At the risk of posting something erroneous with one eye open after a long day...here goes.

On the Scope pic there by Aaron, we see a DC value and can actually calculate that as an average DC value across the 0.25 ohm sensing resistor. But that DC reading is really the flat line in between the spikes. So the time period that we can apply the DC value is not 100%, this cascades back to the amperage and the total battery wattage as all being reduced by that percentage that is less than 100%. The AC waveform (the spikes) take up the remainder of the time. Each spike nets to zero so during that period there is zero DC voltage across the 0.25 ohm sensing resistor. For example, from zero we see a rise in voltage but it comes back down to zero so for that period the voltage nets to zero. The same is true when we see the negative going spike, from zero it goes down and then comes back up and for that period we have a net to zero volts. So we must exclude those from the DC average used to calculate the battery draw wattage. We must then calculate each spike to determine the current that flows during each spike period. We can see that there is a smaller wider positive spike and a longer narrower negative spike. These each, independently, reflect on the Battery drain wattage.

Ok...I need sleep

Cheers,

Current not voltage

The voltage across the battery does not change substantially over a number of operating cycles, yet the shunt voltage will and does. They are different.

However, that is not what I am asking. Once again:

.99

Indeed. Try again later.

.99

poynt - could you explain the 'completely fair' comparative test proposed on OU.Com?

Originally posted by MileHigh View Post

Aaron:

About your statement about the output power measurement:...I think that you would agree that the thermal route would be a lot easier...I hope that you don't freak out and instead argue the merits of what I said. I am willing to listen...

...There is no need to be like that, it's like Peter trying to claim that .99 and Cloxxki were useless because of a statement they made about pulse charger effeciency. You know that I could say a lot of things about resonance if I wanted to.
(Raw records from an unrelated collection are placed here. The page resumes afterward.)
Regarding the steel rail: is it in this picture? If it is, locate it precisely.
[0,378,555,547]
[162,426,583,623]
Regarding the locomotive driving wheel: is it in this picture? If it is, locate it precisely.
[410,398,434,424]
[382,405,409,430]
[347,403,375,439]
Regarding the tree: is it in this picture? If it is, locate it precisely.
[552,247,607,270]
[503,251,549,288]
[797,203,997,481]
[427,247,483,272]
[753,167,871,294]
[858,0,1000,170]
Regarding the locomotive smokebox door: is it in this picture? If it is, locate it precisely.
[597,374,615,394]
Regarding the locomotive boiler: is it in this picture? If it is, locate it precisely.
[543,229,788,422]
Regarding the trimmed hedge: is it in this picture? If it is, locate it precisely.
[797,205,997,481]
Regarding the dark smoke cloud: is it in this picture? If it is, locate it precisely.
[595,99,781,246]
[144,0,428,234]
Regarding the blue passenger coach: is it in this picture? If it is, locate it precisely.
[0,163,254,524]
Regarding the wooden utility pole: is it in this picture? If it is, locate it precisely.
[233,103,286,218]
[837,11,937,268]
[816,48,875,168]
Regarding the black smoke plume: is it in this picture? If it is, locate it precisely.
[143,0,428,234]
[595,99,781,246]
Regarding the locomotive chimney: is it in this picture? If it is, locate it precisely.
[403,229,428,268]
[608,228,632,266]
MileHigh - The experimental requirements are well in hand and under expert advisement. Relax. And no-one objects to valid comments. But look back. You'll maybe acknowledge that some of the requirements by our contributors were not exactly valid and certainly not classical. And many questions remain unanswered.

Until you find, in due course that our numbers are being misrepresented - then please refrain from advising. Until the data is actually put on the table I'd prefer it that you keep your concerns to yourself as they are both premature and inappropriate. You take a generalised statement out of context and use it to parade an ignorance on the part of the experimentalists here that is positively insulting - whether intended or not. I've said it before. We've enjoyed the general sense of being underrated in terms of the team's abilities which has - for some reason - helped rather than hindered us. But I would ask that you now look around you. I think there is sufficient evidence that there are talents this side of this argument that are also equal to that argument.